Vpr-associated ubiquitinated proteins are degraded by the proteasome. (A) HEK293T cells were cotransfected with a plasmid encoding HA-Ub(WT) and with either TAP-encoding (lanes 1 and 2) or TAP-Vpr-encoding (lanes 3 and 4) plasmids. Twenty-four hours after transfection, cells were treated (lanes 2 and 4) or not (lanes 1 and 3) with 5 μM MG132 for 16 h. (B) Cells were cotransfected with a plasmid encoding HA-Ub(WT) and with either TAP-encoding (lanes 1 and 2) or TAP-Vpr-encoding (lanes 3 and 4) plasmids. Cells were transcomplemented with plasmids expressing scrambled shRNA or shRNA targeting VPRBP, as indicated.

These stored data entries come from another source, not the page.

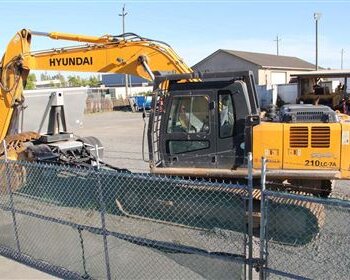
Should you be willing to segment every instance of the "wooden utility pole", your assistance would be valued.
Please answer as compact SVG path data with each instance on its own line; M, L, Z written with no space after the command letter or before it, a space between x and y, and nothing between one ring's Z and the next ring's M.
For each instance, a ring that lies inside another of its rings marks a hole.
M128 13L125 12L125 4L123 5L122 13L119 14L122 17L123 35L125 34L125 17ZM129 96L129 76L125 74L125 96Z
M277 47L277 55L280 55L279 53L279 42L281 41L281 38L278 37L278 35L276 36L276 39L273 40L274 42L276 42L276 47Z

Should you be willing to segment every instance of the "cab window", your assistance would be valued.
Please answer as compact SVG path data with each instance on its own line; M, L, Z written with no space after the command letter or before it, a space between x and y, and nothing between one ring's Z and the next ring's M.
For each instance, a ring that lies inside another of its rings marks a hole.
M219 136L227 138L233 136L235 125L235 115L233 101L230 92L219 94Z
M209 148L209 141L168 141L168 152L172 155L199 151Z
M208 96L176 96L172 100L168 133L209 133Z

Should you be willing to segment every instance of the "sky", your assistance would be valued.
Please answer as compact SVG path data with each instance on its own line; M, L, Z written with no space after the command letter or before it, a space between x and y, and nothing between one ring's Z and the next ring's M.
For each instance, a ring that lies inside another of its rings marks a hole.
M346 1L6 1L0 0L0 53L16 31L61 31L84 35L121 34L125 27L164 41L192 66L218 49L296 56L315 63L314 12L320 12L319 65L350 69L349 11ZM34 37L32 49L74 43Z

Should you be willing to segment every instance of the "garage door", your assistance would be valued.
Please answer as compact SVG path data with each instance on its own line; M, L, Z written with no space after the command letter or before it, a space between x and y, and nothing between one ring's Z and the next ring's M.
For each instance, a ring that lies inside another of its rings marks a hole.
M271 84L279 85L286 84L286 72L272 72L271 73Z

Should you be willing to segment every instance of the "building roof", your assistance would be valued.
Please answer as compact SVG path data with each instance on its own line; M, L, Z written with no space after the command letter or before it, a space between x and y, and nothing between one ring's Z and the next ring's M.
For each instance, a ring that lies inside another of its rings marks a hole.
M240 59L246 60L250 63L256 64L262 68L276 68L276 69L293 69L293 70L314 70L315 65L305 60L294 56L273 55L266 53L243 52L236 50L219 49L204 60L209 59L218 52L225 52L236 56ZM198 62L194 68L202 63L204 60Z
M150 82L141 77L129 75L131 85L149 84ZM102 84L105 86L125 86L125 74L103 74Z
M35 83L35 86L47 86L50 84L60 84L61 81L54 79L54 80L36 81L34 83Z

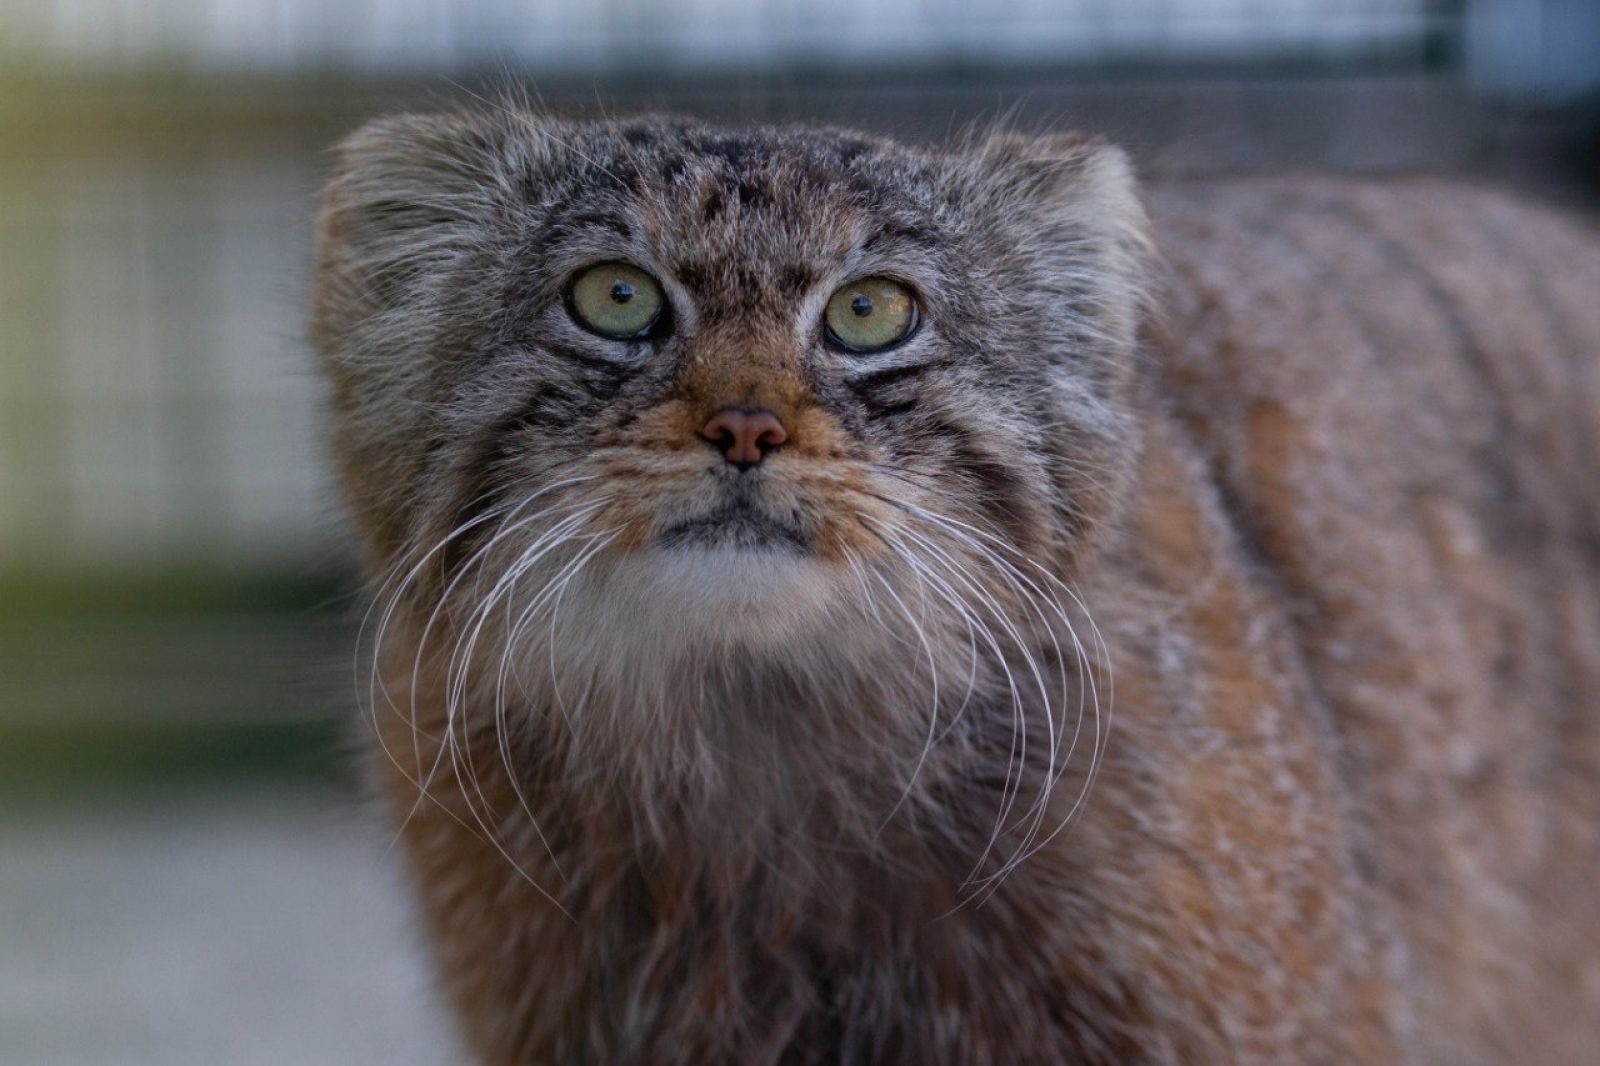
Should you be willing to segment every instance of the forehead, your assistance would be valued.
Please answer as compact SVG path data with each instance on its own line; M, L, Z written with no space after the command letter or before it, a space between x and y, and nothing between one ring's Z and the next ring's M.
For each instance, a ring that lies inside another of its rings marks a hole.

Twenty-four hours after transfection, cells were treated with 5 μM MG132 for 16 h. For both panels, cell extracts were subjected to tandem affinity purification. Ubiquitinated proteins were detected by using a monoclonal anti-HA antibody. Vpr and VPRBP were detected by using polyclonal antibodies. An asterisk denotes a nonspecific band detected by the anti-VPRBP antibody used as a loading control.

FIG. 6.

Vpr induces the K48-linked polyubiquitination of unknown cellular substrates. HEK293T cells were transfected with a plasmid encoding either TAP (lanes 1 to 4) or TAP-Vpr (lanes 5 to 8). Cells were transcomplemented with plasmids expressing HA-Ub(WT) (lanes 2 and 6), HA-Ub(K0) (lanes 3 and 7), and HA-Ub(K48R) (lanes 4 and 8) or with an empty plasmid as a negative control (lanes 1 and 5). Twenty-four hours after transfection, cells were treated with 5 μM MG132 for 16 h, and cell extracts were subjected to tandem affinity purification. The levels of ubiquitinated proteins were determined by Western blotting of crude lysates and pulled-down fractions by using a monoclonal anti-HA antibody. Vpr was detected by using a polyclonal antibody.

FIG. 7.

K48-linked polyubiquitination is required for Vpr-induced H2AX phosphorylation. (A) HeLa cells were transiently transfected with an empty plasmid or plasmids expressing HA-Ub(K48R) or HA-Ub(K63R). Twenty-four hours after transfection, cells were transduced with a lentiviral vector expressing GFP alone (WPI) or coexpressing Vpr and GFP (Vpr). Two days later, cells were fixed, permeabilized, and stained with antibodies against GFP (green), γ-H2AX (red), and HA (blue). Cells with more than 10 γ-H2AX foci were considered to be positive for H2AX phosphorylation. (B) Results depicted in the graphs are the means of data from three independent experiments. Error bars represent standard deviations. Statistical significance was determined with the Student t test with 95% confidence (P < 0.05).